Postnatally, DNA was extracted from skin, buccal mucosa and peripheral blood, and analyzed using a genome-wide SNP array (Illumina Quad610 beadchip). Analysis of the LogR ratio and B-allele frequency from all three samples from this child was consistent with two copies of chromosome 17, with no evidence for trisomy mosaicism. The genotypes at each locus were compared between the samples from all three tissues, and all tissues had identical genotypes, with a pattern of alleles consistent with biparental inheritance, with no evidence for either uniparental disomy, or altered combinations of chromosome 17 alleles secondary to resolution of the mosaicism (Fig. 3C).

DISCUSSION

We present two cases of mosaic trisomy 17 diagnosed at amniocentesis, with very different clinical and cytogenetic outcomes observed postnatally (Table I). In case 1, amniocentesis was carried out due to an increased risk identified on maternal serum screening and complete trisomy 17 was diagnosed at amniocentesis. Postnatal follow up studies showed 50–75% trisomy 17 in uncultured skin when analyzed by a genome-wide SNP array. The patient had multiple anomalies and died at 9 days of age. In case 2, amniocentesis was carried out after tetralogy of Fallot was diagnosed prenatally and cytogenetic analysis of cells cultured from amniotic fluid demonstrated mosaic trisomy 17 in 4/17 cells (23%). Postnatal studies documented a normal genome-wide SNP array in DNA from skin, buccal mucosa and peripheral blood. We estimate that this array will rule out mosaicism as low as 5–10% [Conlin et al., 2010]. Clinically, this patient had only mild micrognathia and a 1–2 sandal gap on one foot, in addition to the tetralogy of Fallot. Development is normal at age 3 months.

Table I.

Overview of cytogenetic findings

Amniocentesis Buccal Lymphocytes/cordocentesis Fibroblasts
Case 1 47, XX, +17[15] Normal BAC array 46, XX Right side: ~75% +17
Left side: ~50% +17
Case 2 47, XY, +17 [4]/46, XY[13] Normal SNP array Normal SNP array Normal SNP Array
Open in a new tab

Mosaic T17 is among the rarer trisomies seen in liveborn infants. Most of the reported cases were initially identified through prenatal amniocentesis or CVS and resulted in normal, healthy infants suggesting that the trisomy was confined to extra-embryonic tissues. The nine cases with confirmed mosaic trisomy 17 in other tissues all presented with congenital anomalies, although the phenotypes reported were variable. Considering that different mosaic proportions of trisomy 17 were found in various tissues, the clinical variability may be due to tissue-specific mosaicism. We add two additional cases of mosaic trisomy 17 that were identified in amniocytes and presented with variable manifestations.

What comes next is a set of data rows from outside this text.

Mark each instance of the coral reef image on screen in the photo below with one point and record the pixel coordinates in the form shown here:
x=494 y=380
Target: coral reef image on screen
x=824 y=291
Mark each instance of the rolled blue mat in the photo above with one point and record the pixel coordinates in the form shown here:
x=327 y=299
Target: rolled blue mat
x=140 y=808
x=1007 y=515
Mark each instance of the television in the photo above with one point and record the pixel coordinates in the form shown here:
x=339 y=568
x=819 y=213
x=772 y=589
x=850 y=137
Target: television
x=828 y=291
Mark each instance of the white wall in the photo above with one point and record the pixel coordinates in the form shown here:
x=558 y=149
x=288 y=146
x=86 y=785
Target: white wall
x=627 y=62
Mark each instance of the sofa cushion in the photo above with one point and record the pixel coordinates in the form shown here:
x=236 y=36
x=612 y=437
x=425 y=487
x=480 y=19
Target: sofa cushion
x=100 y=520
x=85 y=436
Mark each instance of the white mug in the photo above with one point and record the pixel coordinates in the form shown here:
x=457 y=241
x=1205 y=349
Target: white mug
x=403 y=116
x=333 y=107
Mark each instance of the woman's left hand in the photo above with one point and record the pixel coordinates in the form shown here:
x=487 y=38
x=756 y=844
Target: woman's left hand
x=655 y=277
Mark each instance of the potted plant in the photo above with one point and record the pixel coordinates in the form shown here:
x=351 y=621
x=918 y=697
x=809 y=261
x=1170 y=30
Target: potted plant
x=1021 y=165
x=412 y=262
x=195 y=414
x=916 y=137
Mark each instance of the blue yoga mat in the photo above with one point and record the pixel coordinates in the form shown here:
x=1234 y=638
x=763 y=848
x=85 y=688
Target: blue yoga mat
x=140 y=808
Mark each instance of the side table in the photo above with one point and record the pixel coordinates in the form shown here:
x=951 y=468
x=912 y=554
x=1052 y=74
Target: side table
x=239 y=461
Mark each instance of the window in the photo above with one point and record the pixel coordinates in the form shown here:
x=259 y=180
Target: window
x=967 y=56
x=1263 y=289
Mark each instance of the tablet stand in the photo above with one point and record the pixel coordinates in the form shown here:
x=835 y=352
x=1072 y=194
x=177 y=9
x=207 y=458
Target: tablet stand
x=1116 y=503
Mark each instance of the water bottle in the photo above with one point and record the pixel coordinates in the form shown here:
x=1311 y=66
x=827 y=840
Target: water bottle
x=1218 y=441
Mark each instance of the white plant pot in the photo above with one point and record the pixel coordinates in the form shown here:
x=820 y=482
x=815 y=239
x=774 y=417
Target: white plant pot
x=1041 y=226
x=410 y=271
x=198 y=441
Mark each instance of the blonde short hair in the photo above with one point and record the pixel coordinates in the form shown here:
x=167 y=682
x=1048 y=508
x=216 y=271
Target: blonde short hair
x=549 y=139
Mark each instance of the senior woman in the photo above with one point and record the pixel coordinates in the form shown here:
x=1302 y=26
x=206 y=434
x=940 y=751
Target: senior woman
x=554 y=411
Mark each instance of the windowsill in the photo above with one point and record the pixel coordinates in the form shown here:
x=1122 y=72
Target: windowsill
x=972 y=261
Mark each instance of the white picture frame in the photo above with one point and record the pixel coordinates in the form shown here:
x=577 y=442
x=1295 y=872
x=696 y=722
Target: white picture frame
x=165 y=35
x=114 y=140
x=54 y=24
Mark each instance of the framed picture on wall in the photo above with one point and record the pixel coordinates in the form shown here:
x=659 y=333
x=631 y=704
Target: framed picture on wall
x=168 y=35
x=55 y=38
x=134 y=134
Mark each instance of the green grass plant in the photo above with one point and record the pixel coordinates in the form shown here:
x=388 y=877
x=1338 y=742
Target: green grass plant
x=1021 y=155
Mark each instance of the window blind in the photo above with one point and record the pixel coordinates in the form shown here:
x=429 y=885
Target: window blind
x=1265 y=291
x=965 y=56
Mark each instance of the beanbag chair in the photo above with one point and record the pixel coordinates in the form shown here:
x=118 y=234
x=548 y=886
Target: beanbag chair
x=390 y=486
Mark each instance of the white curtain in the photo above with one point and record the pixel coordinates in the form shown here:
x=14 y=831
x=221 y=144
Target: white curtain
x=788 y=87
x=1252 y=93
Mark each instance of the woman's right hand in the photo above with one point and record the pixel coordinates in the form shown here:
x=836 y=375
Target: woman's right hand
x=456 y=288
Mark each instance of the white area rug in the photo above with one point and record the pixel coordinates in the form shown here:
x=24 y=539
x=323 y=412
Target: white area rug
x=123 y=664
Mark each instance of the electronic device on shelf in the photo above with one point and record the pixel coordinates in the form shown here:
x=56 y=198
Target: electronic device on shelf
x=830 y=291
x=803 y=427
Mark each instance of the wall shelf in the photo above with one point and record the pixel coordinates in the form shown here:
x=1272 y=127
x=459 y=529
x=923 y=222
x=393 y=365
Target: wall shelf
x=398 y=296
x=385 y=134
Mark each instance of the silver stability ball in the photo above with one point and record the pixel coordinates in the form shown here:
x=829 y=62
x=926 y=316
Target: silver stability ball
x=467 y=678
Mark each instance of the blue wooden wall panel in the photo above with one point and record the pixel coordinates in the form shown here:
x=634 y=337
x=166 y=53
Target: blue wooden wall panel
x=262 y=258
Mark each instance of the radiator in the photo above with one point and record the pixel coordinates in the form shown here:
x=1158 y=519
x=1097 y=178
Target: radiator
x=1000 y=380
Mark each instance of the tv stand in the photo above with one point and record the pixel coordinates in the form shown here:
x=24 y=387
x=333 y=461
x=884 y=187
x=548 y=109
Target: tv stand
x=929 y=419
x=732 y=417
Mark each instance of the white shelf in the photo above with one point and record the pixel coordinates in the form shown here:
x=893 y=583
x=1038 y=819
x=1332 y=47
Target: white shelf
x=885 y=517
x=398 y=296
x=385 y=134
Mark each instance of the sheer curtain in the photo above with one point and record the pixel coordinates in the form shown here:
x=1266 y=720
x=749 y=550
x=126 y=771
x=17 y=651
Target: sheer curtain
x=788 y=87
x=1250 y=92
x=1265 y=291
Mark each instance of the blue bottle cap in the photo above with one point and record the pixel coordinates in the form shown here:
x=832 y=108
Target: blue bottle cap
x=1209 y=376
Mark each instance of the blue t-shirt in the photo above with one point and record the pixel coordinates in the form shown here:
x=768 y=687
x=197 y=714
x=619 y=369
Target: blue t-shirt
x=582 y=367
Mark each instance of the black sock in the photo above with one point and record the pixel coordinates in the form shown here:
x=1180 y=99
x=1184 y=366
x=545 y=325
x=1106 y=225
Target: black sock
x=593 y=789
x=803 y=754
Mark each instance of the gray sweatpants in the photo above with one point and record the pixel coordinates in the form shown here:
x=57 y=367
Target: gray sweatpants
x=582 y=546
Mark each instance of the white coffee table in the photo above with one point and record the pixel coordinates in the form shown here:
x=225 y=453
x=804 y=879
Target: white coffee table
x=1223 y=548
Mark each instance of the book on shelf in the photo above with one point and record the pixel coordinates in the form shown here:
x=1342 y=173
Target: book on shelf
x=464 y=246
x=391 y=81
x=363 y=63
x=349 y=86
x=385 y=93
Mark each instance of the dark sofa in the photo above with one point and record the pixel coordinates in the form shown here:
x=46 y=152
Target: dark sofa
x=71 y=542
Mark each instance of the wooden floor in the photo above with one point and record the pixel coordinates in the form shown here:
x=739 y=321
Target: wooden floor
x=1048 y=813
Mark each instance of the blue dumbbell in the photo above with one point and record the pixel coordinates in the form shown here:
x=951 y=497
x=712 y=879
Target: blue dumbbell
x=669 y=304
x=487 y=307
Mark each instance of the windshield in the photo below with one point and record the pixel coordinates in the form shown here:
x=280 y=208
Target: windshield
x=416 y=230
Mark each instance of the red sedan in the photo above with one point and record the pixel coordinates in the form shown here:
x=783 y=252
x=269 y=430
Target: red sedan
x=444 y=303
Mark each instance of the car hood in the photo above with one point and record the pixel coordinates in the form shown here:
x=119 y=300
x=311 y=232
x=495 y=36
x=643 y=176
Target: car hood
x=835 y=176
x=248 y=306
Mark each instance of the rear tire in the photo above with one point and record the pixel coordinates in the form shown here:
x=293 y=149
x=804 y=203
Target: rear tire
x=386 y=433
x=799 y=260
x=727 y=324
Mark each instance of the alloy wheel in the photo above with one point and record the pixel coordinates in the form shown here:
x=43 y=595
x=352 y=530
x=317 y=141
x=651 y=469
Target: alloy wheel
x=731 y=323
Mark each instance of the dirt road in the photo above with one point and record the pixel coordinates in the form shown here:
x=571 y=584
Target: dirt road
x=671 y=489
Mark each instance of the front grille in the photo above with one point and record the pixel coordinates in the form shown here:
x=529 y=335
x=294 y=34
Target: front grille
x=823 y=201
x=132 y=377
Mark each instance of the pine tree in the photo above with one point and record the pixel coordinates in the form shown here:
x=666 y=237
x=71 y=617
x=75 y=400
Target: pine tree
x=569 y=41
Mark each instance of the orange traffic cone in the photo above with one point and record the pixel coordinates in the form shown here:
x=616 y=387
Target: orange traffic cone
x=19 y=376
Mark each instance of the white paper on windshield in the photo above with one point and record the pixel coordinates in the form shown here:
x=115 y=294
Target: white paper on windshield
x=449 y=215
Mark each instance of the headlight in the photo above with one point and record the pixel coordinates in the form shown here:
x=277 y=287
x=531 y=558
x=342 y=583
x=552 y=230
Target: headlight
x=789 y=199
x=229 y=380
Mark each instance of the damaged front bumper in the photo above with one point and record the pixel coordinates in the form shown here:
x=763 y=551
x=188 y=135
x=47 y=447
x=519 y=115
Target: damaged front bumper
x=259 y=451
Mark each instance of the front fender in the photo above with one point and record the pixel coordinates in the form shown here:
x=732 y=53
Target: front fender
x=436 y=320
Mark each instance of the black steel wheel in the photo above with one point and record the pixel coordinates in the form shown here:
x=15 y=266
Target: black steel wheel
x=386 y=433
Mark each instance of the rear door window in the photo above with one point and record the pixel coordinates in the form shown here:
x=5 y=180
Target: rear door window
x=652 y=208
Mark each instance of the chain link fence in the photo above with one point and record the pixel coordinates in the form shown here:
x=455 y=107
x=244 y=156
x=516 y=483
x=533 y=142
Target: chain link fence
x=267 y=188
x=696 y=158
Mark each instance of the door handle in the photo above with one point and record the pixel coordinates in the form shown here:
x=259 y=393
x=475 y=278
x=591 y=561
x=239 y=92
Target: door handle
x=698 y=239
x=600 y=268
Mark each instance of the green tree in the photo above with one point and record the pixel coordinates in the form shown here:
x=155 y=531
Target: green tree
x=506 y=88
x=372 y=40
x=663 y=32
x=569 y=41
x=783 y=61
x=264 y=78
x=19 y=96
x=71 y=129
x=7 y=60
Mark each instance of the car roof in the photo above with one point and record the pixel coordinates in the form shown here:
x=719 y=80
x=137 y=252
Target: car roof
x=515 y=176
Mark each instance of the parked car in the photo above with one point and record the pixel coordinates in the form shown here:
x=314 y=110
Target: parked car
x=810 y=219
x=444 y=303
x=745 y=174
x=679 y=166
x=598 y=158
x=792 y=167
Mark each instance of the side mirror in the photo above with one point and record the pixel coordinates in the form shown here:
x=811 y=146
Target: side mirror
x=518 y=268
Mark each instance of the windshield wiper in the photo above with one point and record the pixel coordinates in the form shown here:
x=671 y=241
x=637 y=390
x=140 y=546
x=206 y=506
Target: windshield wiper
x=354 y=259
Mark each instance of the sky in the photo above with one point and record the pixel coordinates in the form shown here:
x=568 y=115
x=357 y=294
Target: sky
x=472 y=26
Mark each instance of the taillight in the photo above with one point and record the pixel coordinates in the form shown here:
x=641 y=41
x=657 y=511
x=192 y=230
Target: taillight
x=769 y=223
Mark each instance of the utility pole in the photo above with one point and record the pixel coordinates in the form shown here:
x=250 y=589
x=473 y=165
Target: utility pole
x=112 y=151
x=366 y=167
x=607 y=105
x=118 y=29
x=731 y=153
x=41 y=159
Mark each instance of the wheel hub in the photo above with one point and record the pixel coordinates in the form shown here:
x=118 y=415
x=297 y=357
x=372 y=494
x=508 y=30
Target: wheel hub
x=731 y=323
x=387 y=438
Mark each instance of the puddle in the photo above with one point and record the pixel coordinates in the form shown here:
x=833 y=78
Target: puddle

The first case presented here showed a number of features consistent with the physical findings described in patients diagnosed with mosaic trisomy 17 (summarized in Table II). These findings include facial dysmorphia (broad forehead, hypertelorism, and micro/retrognathia), extremity asymmetry, congenital heart defects, and intestinal malrotation. Consistent with the presence of various malformations, mosaic trisomy 17 appeared to be widely distributed and was confirmed in skin fibroblasts. Using the genotyping information we were able to confirm that only two haplotypes were present at each of the loci on chromosome 17. The absence of a third haplotype at any of the loci allows us to rule out a meiosis I non-disjunction event as the cause of the trisomy. Given that the trisomy could only result from a meiosis II nondisjunction in the absence of crossing over and there are several hot spots for crossing over on chromosome 17[Cheung et al., 2007], the error more likely occurred post-zygotically. An error in mitosis also rules out the possibility of uniparental disomy in the “normal” cells since there was no trisomy rescue event. Several of the patients in the literature also show evidence of post-zygotic non-disjunction (Table II, Patients 1, 4 and 7) [Shaffer et al., 1996; Terhal et al., 2004; Utermann et al., 2006]. Each of these patients had confirmed mosaic trisomy 17 in skin fibroblasts with similar clinical findings including asymmetry of the limbs. We were able to study tissue from both sides in Patient 1 demonstrating different percentages of trisomy 17 mosaicism (50% - left and 75% - right) which presumably explains the asymmetry, although it may also represent sampling bias.

Table II.

Findings in the eight cases in the literature with physical descriptions and amniocentesis results and our two patients.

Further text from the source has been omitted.